Music Production
Achieve balanced parallel compression by blending dry and compressed signals precisely.
What this calculator does
Parallel compression, also called 'New York compression' or 'upward compression,' involves compressing audio and blending it with the original uncompressed signal. This technique preserves the dynamic character of the source while reinforcing transients and sustain. A parallel compression gain calculator helps determine optimal makeup gain and blend ratios, ensuring you achieve the desired thickening effect without losing the original's character. It's essential for drums, bass, vocals, and bus compression in professional mixing.
How it works
The technique duplicates the audio signal: one path remains uncompressed (dry), another is heavily compressed (wet). The mixer then blends them together. The gain calculator computes how much makeup gain the compressed path needs to match the dry level, and helps determine blend percentages (like 30% compressed + 70% original). This combination enhances sustain and thickness while retaining natural dynamics from the dry signal.
Formula
Makeup Gain = Target Level - Compressed Level (in dB). Blend = (Dry Level × Dry %) + (Compressed Level × Wet %), typically expressed as percentages summing to 100%. For example: 70% dry + 30% compressed creates a 'light' parallel effect.
Tips for using this calculator
- Start with 30-40% compressed signal blended with original; adjust to taste based on the instrument
- Use aggressive compression settings on the wet path (low threshold, high ratio) since you're blending with uncompressed
- Parallel compression is forgiving: even extreme compression sounds musical when blended with the original
- Apply to individual tracks (drums, bass) and buses (all drums, mix bus) for different thickening effects
- A/B test dry vs. compressed blend levels; even small changes (5%) significantly impact the final sound
Frequently asked questions
Why is parallel compression better than regular compression?
Regular compression reduces dynamics, potentially making tracks sound dull. Parallel compression preserves the original's transient and dynamic character by keeping the dry signal intact, while adding the thickness and glue of compression. This gives you the best of both worlds: dynamic interest and cohesive sound.

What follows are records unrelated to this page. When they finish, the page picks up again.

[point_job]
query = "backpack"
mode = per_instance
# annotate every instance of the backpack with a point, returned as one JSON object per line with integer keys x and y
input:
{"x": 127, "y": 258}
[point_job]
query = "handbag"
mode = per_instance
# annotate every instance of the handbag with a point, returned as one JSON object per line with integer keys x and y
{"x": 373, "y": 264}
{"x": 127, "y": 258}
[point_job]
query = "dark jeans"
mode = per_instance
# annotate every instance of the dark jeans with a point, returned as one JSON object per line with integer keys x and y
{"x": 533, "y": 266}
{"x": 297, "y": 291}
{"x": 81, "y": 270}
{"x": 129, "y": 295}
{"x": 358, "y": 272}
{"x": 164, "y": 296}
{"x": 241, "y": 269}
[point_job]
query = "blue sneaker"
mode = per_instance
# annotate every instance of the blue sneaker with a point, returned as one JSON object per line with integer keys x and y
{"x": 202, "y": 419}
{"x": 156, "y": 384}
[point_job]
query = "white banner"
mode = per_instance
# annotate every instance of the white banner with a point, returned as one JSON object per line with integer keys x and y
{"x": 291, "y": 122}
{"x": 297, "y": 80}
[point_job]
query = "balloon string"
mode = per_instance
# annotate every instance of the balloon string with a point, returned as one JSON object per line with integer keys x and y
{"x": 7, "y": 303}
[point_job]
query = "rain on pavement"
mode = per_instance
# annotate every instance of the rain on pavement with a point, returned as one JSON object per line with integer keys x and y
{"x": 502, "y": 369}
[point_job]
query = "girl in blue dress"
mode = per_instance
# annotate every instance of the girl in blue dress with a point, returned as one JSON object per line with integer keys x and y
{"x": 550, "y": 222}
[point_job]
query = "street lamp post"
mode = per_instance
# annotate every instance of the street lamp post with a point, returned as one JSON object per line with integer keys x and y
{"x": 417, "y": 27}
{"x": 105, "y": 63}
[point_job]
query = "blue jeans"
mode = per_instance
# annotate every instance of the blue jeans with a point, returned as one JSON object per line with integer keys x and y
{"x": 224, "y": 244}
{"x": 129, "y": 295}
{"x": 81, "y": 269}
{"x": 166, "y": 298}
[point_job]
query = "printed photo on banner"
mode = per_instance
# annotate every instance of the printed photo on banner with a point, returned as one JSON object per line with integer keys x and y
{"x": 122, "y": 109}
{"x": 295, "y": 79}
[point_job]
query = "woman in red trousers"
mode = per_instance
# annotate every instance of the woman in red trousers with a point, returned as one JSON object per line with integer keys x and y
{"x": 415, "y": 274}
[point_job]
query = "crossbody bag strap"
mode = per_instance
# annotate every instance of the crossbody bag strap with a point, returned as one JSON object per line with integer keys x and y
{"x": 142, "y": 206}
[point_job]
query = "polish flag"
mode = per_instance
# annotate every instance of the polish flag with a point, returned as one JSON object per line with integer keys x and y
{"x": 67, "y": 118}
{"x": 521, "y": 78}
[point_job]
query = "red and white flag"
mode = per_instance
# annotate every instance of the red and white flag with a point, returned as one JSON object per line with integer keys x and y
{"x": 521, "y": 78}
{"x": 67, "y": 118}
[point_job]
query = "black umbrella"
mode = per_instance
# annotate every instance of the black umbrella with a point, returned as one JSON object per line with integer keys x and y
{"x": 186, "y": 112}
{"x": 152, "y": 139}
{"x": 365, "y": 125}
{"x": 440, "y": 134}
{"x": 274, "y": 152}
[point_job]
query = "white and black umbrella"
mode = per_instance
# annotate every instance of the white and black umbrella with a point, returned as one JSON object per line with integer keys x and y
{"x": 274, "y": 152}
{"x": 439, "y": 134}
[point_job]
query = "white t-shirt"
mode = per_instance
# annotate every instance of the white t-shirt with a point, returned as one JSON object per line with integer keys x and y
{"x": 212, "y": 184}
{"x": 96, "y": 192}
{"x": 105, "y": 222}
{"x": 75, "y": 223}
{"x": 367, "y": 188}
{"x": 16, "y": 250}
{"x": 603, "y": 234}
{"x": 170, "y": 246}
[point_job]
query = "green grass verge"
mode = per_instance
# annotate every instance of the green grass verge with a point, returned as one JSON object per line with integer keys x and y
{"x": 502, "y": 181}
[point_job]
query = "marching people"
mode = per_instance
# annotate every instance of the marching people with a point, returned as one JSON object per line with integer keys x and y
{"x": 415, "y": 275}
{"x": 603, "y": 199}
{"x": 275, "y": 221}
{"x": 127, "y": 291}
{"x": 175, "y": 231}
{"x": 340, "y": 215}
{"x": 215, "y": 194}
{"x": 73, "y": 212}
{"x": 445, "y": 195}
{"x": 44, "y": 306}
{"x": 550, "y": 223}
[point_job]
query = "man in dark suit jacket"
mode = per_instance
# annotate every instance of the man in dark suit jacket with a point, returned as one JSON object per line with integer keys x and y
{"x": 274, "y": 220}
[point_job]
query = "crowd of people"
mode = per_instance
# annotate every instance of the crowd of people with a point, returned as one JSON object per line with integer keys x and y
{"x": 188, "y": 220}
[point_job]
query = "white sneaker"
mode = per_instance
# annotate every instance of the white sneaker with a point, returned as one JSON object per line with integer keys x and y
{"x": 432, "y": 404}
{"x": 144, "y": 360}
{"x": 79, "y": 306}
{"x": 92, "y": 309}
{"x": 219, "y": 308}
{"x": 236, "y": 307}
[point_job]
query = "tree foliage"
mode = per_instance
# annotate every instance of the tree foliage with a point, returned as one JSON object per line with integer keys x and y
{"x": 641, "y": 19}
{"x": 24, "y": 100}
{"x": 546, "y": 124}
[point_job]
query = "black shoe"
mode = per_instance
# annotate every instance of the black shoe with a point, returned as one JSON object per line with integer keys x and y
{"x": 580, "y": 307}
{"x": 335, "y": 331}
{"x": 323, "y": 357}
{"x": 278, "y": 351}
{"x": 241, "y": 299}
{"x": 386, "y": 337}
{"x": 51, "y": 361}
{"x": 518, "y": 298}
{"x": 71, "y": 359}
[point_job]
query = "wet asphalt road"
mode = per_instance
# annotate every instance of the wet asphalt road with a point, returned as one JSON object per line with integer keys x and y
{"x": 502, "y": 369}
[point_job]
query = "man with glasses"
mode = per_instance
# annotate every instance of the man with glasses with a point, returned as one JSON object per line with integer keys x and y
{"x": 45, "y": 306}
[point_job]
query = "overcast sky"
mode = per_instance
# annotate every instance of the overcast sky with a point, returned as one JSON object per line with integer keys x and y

What blend percentage should I use?
It depends on the source and effect goal. Drums often use 30-50% compressed, vocals 20-40%, bass 40-60%. Start with 30% and adjust by ear. Listen for increased sustain and thickness; if the track sounds dull or loses attack, reduce compressed blend. Trust your ears over numbers.
Should I adjust makeup gain on the compressed track?
Yes. The compressor reduces peak levels, so makeup gain ensures the compressed track matches the dry level when blended. Without makeup gain, the dry signal would dominate. Adjust makeup gain so both signals sit at equal perceived loudness before blending at your desired ratio.
Can I use parallel compression on the master bus?
Yes, and it's effective for adding cohesion to your mix. Use moderate compression ratios (2:1-4:1) with gentle threshold settings. Blend lightly (10-20% compressed) to avoid over-processing. Bus parallel compression is subtler than track-level compression but significantly impacts glue and perceived loudness.